Se tanto nos damos com galinhas, entristece-me que ninguém as elogie. Não há uma fábula, um provérbio, um conto que lhe enalteça as qualidades ou ao menos a utilidade. Os únicos elogios literários à galinha estão nos livros de culinária. Elogios fúnebres, portanto, à moda de epitáfios.

Também admiro as águias, mas não gosto do desprezo a que são votadas as galinhas. A comparação entre águias e galinhas é frequente nos escritos espirituais, sempre com desprimor para estas e enlevo por aquelas. Desde a conhecida história que conta que uma águia foi criada no meio das galinhas e por isso não acreditava que podia voar, mas que gradualmente se foi libertando e subindo até assumir a vocação das alturas, até à comparação que um texto russo resume assim: “Ao que vive unido com Deus e começa a conhecer as alturas do espírito, torna-se difícil permanecer no mundo. Como a águia, plana no alto do céu e não pode assemelhar-se às galinhas que se sacodem na poeira do caminho.” Já sabemos, a águia é majestosa, a galinha é ridícula.

Sim, elogiamos a majestade e a imponência das águias, mas é das galinhas que nos alimentamos; admiramos o voo livre nas alturas, mas é à galinha no chão que recorremos na hora da canja e da omelete; sonhamos com o voo largo e autónomo da águia, mas é com a galinha rasteira que partilhamos o caminhar. Ora, se tanto nos damos com galinhas, entristece-me que ninguém as elogie. Não há uma fábula, um provérbio, um conto que lhe enalteça as qualidades ou ao menos a utilidade. Os únicos elogios literários à galinha estão nos livros de culinária. Elogios fúnebres, portanto, à moda de epitáfios.

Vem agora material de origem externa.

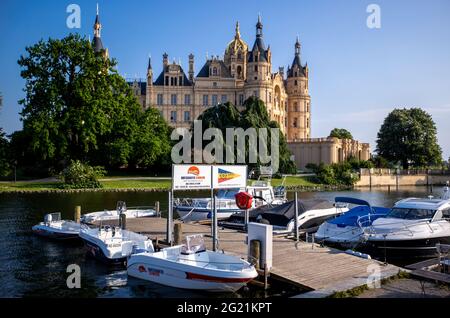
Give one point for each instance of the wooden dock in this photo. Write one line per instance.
(321, 270)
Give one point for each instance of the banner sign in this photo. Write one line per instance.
(229, 177)
(191, 177)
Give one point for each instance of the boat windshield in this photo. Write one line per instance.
(411, 214)
(227, 193)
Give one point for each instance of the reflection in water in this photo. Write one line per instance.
(33, 266)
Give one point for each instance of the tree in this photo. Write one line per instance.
(77, 107)
(409, 136)
(254, 116)
(341, 133)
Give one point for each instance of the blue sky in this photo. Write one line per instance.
(357, 75)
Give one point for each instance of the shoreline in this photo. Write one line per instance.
(318, 188)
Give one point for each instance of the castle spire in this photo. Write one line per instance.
(238, 33)
(259, 27)
(297, 47)
(97, 42)
(149, 67)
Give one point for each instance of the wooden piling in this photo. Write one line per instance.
(123, 221)
(255, 253)
(77, 214)
(178, 233)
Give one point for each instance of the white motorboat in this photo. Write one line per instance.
(107, 215)
(311, 214)
(348, 229)
(412, 228)
(197, 209)
(112, 245)
(191, 266)
(55, 228)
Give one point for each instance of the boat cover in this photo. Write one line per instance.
(351, 217)
(282, 214)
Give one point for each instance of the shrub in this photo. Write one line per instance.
(78, 176)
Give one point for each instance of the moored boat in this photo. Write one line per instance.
(55, 228)
(112, 245)
(411, 229)
(191, 266)
(311, 213)
(197, 209)
(347, 230)
(108, 215)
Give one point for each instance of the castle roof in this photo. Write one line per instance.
(224, 72)
(160, 80)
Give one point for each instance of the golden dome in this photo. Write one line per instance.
(237, 43)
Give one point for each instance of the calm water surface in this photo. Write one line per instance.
(32, 266)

E no entanto, é ela que nos é útil, que está ao nosso serviço, que não nos falha, é com ela que contamos. A galinha é humilde, pouco exige e dá-nos os ovos com desprendimento e generosidade. Ninguém quer ser galinha, mas qualquer um a quer. Qualquer um quer ser águia, mas ninguém se dá ao trabalho de ser ou ter uma. Em resumo, sonhamos as águias enquanto comemos as galinhas.

Quem olha para as galinhas com o respeito que merecem e não se enfada do cacarejar? Só Nosso Senhor, que vê para além da poeira: “Jerusalém, Jerusalém, que matas os profetas e apedrejas os que te são enviados! Quantas vezes quis reunir os teus filhos como a galinha reúne os seus pintainhos sob as asas, e tu não quiseste! (Mt 23, 37)

Louvada seja a galinha e o Senhor que a compreendeu.